Venezuelan former mayor Ledezma flees to Colombia

Opposition leader, former Caracas mayor escapes house arrest

Venezuelan former mayor Ledezma flees to Colombia

World Bulletin / News Desk

The former mayor of Caracas, Venezuela, managed to escape house arrest and make it to Colombia early Friday, Colombia’s authorities confirmed.

Antonio Ledezma was able to slip security guards and check points before he made it on foot across the Simon Bolívar Bridge that separates the two South American nations.

"It was a film-like journey. Going through more than 29 check points between the National Guard and government police," Ledezma told media at the airport in Cucuta.

He said he planned to travel from there to Bogota and then to Europe.

The 62-year-old opposition leader was detained in 2015 on charges of conspiracy against the government of President Nicolas Maduro, who accused him of being part of an “American” coup. He served months in prison but was placed under house arrest because of health reasons.

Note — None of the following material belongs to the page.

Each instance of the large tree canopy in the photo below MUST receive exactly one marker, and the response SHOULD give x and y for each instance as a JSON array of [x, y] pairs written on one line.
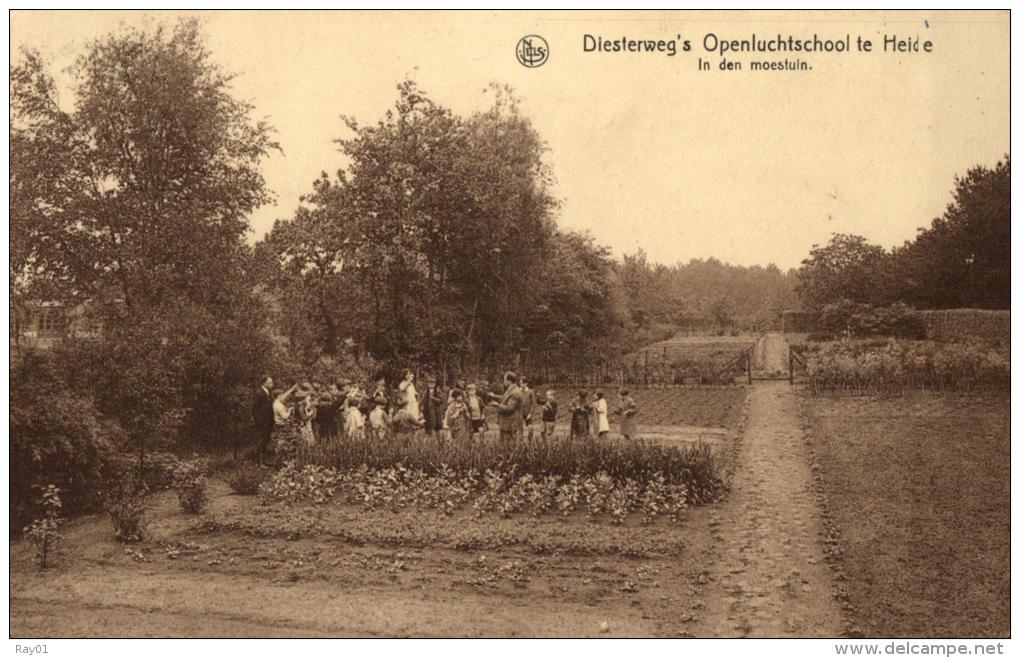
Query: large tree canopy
[[142, 189], [437, 244], [130, 200]]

Ledezma’s escape was cheered by Luis Almagro, the head of the Organization of American States regional bloc, former Colombian President Andres Pastrana and leaders of the Venezuelan opposition.

The former mayor is "a moral reference of #Venezuela, now free to lead the fight from exile for the establishment of the democratic system in his country," Almagro wrote on Twitter.

"I was sure that Antonio Ledezma would not allow himself to be held hostage to tyranny,” said opposition leader María Corina Machado, who said Ledezma was in jeopardy because he opposed new talks with the government. “I know that his life was in danger because of the position he took firmly and coherently before the pretense of reissuing the false dialogue. Wherever he is, he will fight tirelessly for our freedom" she tweeted.

The government and opposition and set to soon begin talks in the Dominican Republic as Venezuela fights with economic and political crises, including hyperinflation and default on the nation’s foreign debt.

Both sides stand to gain big from the talks with the government wanting help with debt restructure and the opposition demanding guarantees on presidential elections next year.

Venezuela has struggled to implement its socialist agenda with the collapse crude prices. That has helped to escalate the crises into deadly protests with allegations of corruption and mismanagement against the government.

Maduro has countered with charges that Washington and its allies in the region are to blame for his countries woes.